Methylation refers to a chemical change in DNA structure that alters its activity. In Fragile X Syndrome, a site in the FMR-1 gene located before the CGG repeat sequence can be methylated (have a methyl group attached) or be non-methlyated (have no methyl group attached). If the site is non-methylated, then the FMR-1 gene stays turned on and produces the FMR-1 protein product. If the site is methylated, then the FMR-1 gene is turned off and does not produce the FMR-1 protein product. Usually when there are greater than 200 CGG repeats present, the FMR-1 gene is methylated, or turned off.

Mutation

Mutation means change. During the molecular maneuvering that occurs with DNA replication, if nucleotides are lost, rearranged, or paired in error, the resulting change in instruction of the genetic code could lead to a protein that does not function properly. Genetic mutations can be caused by both internal and external factors.

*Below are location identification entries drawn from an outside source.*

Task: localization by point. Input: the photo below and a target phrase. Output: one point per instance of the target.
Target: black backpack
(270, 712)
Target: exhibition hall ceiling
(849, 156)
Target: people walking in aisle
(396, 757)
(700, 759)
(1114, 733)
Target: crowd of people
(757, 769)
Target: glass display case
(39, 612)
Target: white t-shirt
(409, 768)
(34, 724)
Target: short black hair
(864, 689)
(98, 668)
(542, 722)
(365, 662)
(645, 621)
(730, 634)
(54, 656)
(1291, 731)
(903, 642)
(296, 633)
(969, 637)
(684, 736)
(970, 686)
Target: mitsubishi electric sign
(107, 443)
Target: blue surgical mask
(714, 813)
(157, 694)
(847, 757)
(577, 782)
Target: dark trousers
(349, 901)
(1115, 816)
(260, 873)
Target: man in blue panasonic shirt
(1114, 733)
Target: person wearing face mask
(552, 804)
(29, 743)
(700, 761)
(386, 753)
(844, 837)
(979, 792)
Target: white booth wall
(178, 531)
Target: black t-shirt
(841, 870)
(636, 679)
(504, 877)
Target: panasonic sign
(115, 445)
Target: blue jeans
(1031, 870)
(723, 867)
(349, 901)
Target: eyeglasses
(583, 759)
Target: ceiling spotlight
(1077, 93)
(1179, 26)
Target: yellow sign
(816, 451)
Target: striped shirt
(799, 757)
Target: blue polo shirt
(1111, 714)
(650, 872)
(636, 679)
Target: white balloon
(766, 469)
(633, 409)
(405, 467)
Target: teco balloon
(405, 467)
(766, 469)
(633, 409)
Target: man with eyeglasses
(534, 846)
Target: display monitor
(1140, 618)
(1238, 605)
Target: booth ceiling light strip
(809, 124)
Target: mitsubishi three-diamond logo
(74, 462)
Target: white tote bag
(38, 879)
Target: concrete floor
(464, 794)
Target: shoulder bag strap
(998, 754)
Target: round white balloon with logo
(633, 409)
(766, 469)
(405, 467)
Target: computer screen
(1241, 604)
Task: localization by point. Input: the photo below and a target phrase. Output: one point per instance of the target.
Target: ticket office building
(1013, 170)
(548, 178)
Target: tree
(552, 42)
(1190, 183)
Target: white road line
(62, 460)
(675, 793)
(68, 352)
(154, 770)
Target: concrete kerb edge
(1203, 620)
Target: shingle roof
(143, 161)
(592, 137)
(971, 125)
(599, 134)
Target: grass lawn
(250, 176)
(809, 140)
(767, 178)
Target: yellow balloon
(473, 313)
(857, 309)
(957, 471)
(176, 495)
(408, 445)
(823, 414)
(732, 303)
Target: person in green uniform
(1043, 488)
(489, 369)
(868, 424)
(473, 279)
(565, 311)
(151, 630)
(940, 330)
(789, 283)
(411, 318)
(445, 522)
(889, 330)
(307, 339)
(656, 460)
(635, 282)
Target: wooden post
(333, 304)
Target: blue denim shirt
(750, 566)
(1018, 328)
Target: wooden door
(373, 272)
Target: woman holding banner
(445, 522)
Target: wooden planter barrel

A mutation can lead to a change in an organism resulting from a chemical change in the structure of the gene. Change will first be reflected in the RNA copy, then in the enzyme or other protein that the RNA supervises, and finally in the appearance of new traits in the living organism. The mutation occurs because of the alteration in one or more base pairs of the DNA molecule, garbling the existing genetic code. In the long DNA strand, it takes only a single different pair of bases to produce a different organism. As with other genes, mutations may be either dominant or recessive. Mutations may result in no change in the organism or produce minimal to drastic alterations.

Premutation

The FMR-1 gene region in individuals that have CGG repeats of an intermediate length, between 40 and 200. Individuals with CGG repeats within this range are said to be carriers. Individuals with a premutation are generally unaffected. Women with a premutation are at risk for having children with a full mutation; the CGG repeat can expand when passed through a woman. Men with a premutation are not generally at risk for having children with a full mutation; expansion is not typically seen in men.

Single Gene Disorders

Some genetic disorders result from a mutation in a single gene, which usually results in the absence or alteration of the corresponding protein. Such an alteration may disrupt some metabolic or developmental process, leading to disease. A single gene disorder with a dominant inheritance requires only one copy of a defective gene for the disease to develop. Because males have one X chromosome and females have two, recessive single gene disorders are more likely to affect males than females if the corresponding gene lies on the X chromosome. Fragile X Syndrome is the result of a single gene disorder.

Genetic tests can identify mutations within genes, and therefore offer accurate diagnosis of patients with single gene disorders. These tests can also identify unaffected carriers of genetic disease or even unaffected individuals before onset of their symptoms.